Wie konnte Hanibu bei derart viel Überzeugungskraft Nein sagen? Zaghaft ergriff sie die Zügel. Viviane war ja bei ihr, es konnte also gar nichts schiefgehen. Sie war jedoch nicht nur aufgeregt, sondern auch sehr glücklich, weil Viviane ihr so viel Vertrauen entgegenbrachte.
„Sag mal, du schwarze Perle, wie hast du es eigentlich geschafft, dass die Männer das Anlegen der Fähre verpassen?“, fragte Viviane, nachdem sie ein Stück geritten waren und sie Hanibu nichts mehr erklären musste. Sie konnte das breite Grinsen zwar nicht sehen, aber sie hörte es aus Hanibus Antwort heraus.

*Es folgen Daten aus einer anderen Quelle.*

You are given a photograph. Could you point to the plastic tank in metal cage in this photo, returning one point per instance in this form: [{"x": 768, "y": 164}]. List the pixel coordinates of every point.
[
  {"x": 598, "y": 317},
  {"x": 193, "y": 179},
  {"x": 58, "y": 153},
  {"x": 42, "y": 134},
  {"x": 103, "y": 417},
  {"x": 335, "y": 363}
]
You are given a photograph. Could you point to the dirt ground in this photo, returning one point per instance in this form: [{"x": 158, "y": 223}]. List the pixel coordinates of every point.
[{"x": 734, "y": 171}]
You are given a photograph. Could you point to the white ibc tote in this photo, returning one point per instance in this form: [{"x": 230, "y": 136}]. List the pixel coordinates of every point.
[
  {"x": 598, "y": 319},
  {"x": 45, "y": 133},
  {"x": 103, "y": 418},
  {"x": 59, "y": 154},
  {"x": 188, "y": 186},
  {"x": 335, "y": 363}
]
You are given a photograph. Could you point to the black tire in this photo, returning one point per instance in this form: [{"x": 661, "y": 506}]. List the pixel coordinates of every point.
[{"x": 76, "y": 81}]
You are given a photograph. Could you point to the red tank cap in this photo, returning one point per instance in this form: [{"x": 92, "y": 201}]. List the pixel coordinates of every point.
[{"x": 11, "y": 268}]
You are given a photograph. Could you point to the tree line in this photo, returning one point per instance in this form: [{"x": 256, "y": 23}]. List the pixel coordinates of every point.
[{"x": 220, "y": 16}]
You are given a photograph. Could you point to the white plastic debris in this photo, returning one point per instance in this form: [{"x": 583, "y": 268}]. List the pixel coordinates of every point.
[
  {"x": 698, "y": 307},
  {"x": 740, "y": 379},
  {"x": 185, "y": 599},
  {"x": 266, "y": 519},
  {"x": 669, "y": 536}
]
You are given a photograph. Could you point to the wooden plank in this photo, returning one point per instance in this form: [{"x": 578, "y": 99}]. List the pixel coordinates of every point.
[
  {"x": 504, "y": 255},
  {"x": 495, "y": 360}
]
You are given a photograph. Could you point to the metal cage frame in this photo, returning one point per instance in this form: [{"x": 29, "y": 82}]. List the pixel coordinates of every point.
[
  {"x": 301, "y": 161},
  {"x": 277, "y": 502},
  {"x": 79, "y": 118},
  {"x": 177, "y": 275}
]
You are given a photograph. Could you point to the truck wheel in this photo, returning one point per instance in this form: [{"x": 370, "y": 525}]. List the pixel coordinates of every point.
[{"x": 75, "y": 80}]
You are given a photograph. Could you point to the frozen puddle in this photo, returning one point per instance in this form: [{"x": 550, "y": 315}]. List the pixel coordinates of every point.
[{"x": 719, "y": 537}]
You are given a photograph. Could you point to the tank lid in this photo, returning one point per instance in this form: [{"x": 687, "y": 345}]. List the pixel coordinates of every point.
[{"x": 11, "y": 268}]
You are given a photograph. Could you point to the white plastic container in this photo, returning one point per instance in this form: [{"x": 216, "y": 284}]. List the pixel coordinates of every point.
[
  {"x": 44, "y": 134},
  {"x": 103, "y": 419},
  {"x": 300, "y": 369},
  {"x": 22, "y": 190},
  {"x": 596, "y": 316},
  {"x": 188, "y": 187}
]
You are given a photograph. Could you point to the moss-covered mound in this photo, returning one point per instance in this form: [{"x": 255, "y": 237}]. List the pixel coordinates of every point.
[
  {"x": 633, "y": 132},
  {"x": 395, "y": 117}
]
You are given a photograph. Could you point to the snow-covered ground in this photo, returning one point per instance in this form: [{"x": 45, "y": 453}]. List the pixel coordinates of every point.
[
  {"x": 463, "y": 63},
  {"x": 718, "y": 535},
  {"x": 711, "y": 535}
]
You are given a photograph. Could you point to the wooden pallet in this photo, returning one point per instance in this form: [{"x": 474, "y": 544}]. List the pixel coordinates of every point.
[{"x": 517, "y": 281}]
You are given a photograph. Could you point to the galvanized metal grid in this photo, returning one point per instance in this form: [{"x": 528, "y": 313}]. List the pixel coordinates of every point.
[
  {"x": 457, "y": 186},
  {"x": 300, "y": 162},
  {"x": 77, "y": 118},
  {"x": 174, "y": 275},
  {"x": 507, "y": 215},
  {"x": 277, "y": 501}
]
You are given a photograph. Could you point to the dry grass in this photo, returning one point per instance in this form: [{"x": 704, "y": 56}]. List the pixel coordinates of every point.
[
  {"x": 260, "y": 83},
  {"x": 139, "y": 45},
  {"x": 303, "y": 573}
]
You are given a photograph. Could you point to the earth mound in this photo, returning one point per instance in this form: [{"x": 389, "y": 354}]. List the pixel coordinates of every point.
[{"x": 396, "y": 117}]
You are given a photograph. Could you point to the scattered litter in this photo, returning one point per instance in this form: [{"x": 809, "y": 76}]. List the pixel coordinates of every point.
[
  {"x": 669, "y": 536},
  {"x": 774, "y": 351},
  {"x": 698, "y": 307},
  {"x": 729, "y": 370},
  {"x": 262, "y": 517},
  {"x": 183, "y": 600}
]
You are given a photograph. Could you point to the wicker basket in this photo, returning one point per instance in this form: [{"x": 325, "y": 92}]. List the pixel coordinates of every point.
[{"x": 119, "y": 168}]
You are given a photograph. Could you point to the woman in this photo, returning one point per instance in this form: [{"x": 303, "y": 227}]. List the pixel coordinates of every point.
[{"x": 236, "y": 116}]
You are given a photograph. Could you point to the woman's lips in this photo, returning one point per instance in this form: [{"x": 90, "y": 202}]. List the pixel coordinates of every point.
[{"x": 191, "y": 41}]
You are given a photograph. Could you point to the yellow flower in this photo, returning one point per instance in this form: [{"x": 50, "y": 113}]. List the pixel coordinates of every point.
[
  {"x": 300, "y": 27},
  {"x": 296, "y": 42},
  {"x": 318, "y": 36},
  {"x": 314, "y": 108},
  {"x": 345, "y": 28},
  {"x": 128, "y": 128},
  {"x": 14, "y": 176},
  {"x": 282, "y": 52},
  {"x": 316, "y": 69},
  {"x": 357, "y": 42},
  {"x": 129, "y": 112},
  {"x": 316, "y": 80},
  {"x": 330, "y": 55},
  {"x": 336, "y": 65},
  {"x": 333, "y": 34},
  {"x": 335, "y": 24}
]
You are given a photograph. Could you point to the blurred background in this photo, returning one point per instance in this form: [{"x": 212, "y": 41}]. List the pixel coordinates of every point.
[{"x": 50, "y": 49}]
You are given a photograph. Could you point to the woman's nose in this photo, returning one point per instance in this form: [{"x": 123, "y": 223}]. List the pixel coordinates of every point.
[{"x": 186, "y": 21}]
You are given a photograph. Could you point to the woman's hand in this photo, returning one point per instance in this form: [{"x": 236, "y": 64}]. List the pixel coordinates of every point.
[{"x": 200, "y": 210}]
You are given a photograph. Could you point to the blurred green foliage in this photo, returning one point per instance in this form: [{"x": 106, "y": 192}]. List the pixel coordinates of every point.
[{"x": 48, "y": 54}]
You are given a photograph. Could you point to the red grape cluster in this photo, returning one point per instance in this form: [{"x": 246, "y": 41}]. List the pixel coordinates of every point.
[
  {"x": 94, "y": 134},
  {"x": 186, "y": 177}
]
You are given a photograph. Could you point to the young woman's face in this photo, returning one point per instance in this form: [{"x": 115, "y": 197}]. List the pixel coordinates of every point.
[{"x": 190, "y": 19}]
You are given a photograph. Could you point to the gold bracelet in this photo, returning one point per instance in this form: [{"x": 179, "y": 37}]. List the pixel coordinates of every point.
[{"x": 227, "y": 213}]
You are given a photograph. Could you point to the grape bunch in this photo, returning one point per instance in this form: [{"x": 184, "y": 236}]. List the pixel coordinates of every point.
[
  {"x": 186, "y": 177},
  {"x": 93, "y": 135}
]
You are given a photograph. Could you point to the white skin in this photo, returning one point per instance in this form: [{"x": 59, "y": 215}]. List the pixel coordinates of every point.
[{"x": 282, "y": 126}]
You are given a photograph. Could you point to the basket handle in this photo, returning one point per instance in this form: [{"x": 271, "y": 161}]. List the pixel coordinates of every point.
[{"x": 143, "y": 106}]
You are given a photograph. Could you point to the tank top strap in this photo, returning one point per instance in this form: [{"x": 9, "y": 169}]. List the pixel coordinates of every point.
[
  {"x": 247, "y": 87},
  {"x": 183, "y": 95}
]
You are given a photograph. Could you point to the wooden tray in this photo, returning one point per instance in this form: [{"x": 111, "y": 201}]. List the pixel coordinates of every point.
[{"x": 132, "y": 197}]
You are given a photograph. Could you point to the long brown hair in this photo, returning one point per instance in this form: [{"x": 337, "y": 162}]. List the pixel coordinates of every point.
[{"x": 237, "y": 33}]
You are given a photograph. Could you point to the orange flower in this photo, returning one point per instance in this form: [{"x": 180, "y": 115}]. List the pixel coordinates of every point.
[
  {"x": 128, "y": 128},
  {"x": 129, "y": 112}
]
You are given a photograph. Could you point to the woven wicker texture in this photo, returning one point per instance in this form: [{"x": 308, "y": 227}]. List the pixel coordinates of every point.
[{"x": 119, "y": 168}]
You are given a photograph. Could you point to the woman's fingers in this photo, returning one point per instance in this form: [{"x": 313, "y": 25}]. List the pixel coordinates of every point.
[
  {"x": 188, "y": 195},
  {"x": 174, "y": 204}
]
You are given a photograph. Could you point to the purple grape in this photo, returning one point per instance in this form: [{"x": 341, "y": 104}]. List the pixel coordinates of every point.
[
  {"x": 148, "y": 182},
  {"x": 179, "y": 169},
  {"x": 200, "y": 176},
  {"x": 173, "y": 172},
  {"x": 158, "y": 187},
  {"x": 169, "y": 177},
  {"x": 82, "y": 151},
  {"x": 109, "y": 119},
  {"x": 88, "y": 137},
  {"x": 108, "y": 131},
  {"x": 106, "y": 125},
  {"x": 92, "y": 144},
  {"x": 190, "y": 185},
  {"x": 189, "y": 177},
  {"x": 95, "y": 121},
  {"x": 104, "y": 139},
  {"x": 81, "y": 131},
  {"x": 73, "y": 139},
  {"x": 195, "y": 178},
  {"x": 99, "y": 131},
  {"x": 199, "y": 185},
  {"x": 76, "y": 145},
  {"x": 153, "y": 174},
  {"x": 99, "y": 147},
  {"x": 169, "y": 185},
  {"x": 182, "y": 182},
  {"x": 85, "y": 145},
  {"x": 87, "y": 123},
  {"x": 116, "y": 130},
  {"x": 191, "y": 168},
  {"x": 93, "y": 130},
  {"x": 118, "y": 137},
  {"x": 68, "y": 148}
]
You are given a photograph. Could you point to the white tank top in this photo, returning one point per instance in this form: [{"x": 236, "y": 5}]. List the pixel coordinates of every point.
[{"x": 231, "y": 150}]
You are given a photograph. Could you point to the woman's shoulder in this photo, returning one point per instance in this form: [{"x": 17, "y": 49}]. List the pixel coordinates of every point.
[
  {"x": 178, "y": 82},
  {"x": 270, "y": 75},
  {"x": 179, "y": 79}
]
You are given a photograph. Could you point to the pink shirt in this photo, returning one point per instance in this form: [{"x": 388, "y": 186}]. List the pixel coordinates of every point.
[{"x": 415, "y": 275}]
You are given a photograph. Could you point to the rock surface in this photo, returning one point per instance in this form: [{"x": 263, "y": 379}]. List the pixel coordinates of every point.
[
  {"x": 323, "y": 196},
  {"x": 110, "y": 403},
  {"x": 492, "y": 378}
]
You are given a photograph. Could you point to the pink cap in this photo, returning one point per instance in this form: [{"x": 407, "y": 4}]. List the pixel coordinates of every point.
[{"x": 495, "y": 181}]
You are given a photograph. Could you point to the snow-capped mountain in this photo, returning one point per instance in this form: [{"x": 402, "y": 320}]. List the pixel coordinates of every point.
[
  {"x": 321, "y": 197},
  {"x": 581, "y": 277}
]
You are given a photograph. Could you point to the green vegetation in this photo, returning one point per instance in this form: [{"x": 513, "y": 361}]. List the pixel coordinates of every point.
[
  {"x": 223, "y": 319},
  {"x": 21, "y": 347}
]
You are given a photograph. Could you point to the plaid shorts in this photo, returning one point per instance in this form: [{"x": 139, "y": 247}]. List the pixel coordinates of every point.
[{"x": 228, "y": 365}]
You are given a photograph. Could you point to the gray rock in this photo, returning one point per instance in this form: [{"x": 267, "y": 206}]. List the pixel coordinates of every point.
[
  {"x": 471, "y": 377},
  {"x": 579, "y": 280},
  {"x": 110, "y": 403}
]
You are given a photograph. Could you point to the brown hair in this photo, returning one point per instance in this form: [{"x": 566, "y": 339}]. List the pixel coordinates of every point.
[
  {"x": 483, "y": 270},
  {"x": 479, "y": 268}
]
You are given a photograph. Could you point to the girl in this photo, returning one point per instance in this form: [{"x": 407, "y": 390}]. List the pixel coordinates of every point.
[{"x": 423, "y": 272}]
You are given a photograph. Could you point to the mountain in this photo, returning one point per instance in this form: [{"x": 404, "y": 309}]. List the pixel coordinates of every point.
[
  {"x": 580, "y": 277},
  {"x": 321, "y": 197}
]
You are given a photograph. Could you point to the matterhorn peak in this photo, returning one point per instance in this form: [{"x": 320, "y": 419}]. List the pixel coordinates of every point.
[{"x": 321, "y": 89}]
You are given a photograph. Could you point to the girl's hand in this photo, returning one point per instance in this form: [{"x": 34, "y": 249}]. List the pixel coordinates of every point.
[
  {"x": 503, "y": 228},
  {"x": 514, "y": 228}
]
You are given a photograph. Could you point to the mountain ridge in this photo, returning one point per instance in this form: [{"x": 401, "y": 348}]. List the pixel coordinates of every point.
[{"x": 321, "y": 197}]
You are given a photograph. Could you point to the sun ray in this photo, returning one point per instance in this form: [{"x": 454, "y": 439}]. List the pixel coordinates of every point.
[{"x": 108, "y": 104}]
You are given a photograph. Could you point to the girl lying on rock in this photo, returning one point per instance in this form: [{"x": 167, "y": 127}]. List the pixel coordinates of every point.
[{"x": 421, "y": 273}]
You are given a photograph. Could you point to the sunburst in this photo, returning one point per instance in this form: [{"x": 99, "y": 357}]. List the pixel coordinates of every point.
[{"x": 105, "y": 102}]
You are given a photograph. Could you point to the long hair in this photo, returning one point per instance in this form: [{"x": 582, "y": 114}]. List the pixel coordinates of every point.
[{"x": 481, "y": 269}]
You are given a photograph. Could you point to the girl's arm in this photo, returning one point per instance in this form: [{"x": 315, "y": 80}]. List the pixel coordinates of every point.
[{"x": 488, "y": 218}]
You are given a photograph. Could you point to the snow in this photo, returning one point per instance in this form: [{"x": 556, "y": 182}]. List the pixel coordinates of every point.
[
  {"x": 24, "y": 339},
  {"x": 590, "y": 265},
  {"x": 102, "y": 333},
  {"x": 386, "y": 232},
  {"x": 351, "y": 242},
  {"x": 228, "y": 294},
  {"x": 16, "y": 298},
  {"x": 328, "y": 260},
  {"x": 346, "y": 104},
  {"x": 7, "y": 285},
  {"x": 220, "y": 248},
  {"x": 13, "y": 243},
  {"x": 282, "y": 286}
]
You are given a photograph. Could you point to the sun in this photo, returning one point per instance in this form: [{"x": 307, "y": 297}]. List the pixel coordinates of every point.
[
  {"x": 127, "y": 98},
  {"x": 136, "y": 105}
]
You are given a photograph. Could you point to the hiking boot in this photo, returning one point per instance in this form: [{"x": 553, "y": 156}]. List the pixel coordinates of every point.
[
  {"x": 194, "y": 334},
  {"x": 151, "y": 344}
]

„Das war einfach. Erst habe ich Markus gefragt, ob er ein Weib habe. Er meinte, ja, er wäre seit Kurzem verheiratet. Da habe ich gefragt, ob es bei ihnen in der Hochzeitsnacht auch so zugeht wie bei uns. Prompt wollten alle von mir wissen, was eine Äthiopierin in der Hochzeitsnacht mit ihrem Mann macht. Weil ich nicht alles auf Griechisch ausdrücken konnte, habe ich noch mit Gestik und Mimik dargestellt.“
„Oh, sehr schlau. Das hat sie bestimmt in deinen Bann gezogen.“
Hanibu nickte übermütig. „Besonders Markus war ganz fasziniert.“
„Kann ich mir vorstellen, du scheinst ihm zu gefallen. Aber was macht denn nun eine Äthiopierin in ihrer Hochzeitsnacht?“
Hanibu kicherte. „Erst tanzt sie und dann lässt sie die Sterne tanzen.“
„Sehr aufschlussreich.“ Viviane zog die Augenbrauen hoch. „Danke für die gute Ablenkung.“
„Gern geschehen.“
„Tut dein Arm heute mehr weh als gestern?“
„Ein bisschen mehr, ja.“
„Und deine anderen Blessuren?“
Statt eine Antwort zu geben, seufzte Hanibu und wiegte den Kopf.
„Man sollte rechtzeitig vorbeugen.“ Viviane streckte sich zu einem Weidenbaum, an dem sie gerade vorbeiritten, schnitt ein Ästchen ab und reichte es Hanibu. „Salix. Einfach drauf herumkauen, dann wird es mit der Zeit besser.“
Schweigend ritten sie an vielen Feldern entlang, die rechts und links vom Weg lagen, alle durch dichte Haselnusshecken voneinander abgegrenzt. Auf manchen wuchs Gras und Kühe, Ziegen oder Schafe weideten darauf, andere waren sauber bestellt, und auf einigen wurde noch die Saat ausgebracht.